Qualcosa di analogo, sempre secondo Jankowski, avvenne anche dopo il 1945, quando gli Stati Uniti, i loro alleati e i loro avversari in tempo di guerra concepirono un nuovo sistema di cooperazione internazionale che «non assomigliava a nessuno di quelli precedenti», ma che «ancora una volta fece prevalere le finalità comuni su quelle individuali». E, che generò una lunga pace. Anche se prese le sembianze di una guerra, la guerra fredda.

Negli anni tra le due guerre mondiali, invece, accadde l’opposto. E accadde nonostante alcuni dei Paesi che «più covavano risentimenti» — il Giappone, la Germania — fossero in grado di esibire «una ripresa più sostenuta di altri dal baratro economico dei primi anni Trenta». Forse tutto degenerò perché laddove a Vienna nel 1815 i diplomatici erano riusciti a ignorare l’opinione pubblica dei loro Paesi, a Versailles ciò non fu possibile. E nei vent’anni successivi lo fu ancor meno. Sempre meno.

A questo punto «una storia improntata ai metodi della psicanalisi sociale» ha messo sotto i riflettori gli aspetti degradanti della guerra totale, ipotizzando che 60 o 70 milioni di ex combattenti avessero riversato sul loro mondo «la brutalizzazione che la Grande guerra aveva loro inflitto». Alcuni — si veda Seymour Martin Lipset in L’uomo e la politica (Edizioni di Comunità) — sulla scia di tali analisi diedero un crescente rilievo alle classi medie «spremute», impaurite e antimoderne. Ma le diagnosi di tal genere non spiegavano perché un gran numero di altri reduci diventarono invece pacifisti. O per quale motivo «l’esperienza della brutalizzazione sofferta da tedeschi, italiani o russi dovesse essere più grave di quella vissuta dai soldati francesi o britannici». La verità semplice ed evidente è che i percorsi di ogni Paese furono diversi uno dall’altro. Negli anni fra le due guerre «ognuno si contrappose in qualche modo al mondo». Ognuno «agì in modo da rendere discrezionali, quando non irrilevanti, le norme e le procedure». Negli anni Trenta «con imbarazzo o disprezzo», scrive Jankowski, regimi di ogni sorta «seppellirono le vestigia della sicurezza collettiva e delle norme condivise».

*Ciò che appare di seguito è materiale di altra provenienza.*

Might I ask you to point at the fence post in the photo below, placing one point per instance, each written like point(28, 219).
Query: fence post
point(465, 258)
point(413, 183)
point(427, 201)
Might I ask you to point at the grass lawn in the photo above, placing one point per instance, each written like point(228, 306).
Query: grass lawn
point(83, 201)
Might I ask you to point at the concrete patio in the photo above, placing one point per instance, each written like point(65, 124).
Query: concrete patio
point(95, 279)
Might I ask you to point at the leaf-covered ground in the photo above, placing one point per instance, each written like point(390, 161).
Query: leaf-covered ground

E pensare che negli anni Trenta i Paesi che poi si sarebbero combattuti nella Seconda guerra mondiale «disponevano della forza necessaria a compiere delle scelte e ad orientare le proprie storie nazionali in una direzione diversa». Ma non lo fecero. Questa è l’unica vera analogia con quello che è poi capitato nei decenni successivi al crollo del muro di Berlino. L’ordine che si pensava avrebbe fatto seguito alla guerra fredda «si è dimostrato frutto di una fantasia», esattamente come quello «immaginato dopo la Grande guerra». Perciò gli accadimenti di quel «lungo inverno del 1933» ci dicono qualcosa di utile per comprendere i rischi che corre il mondo di oggi.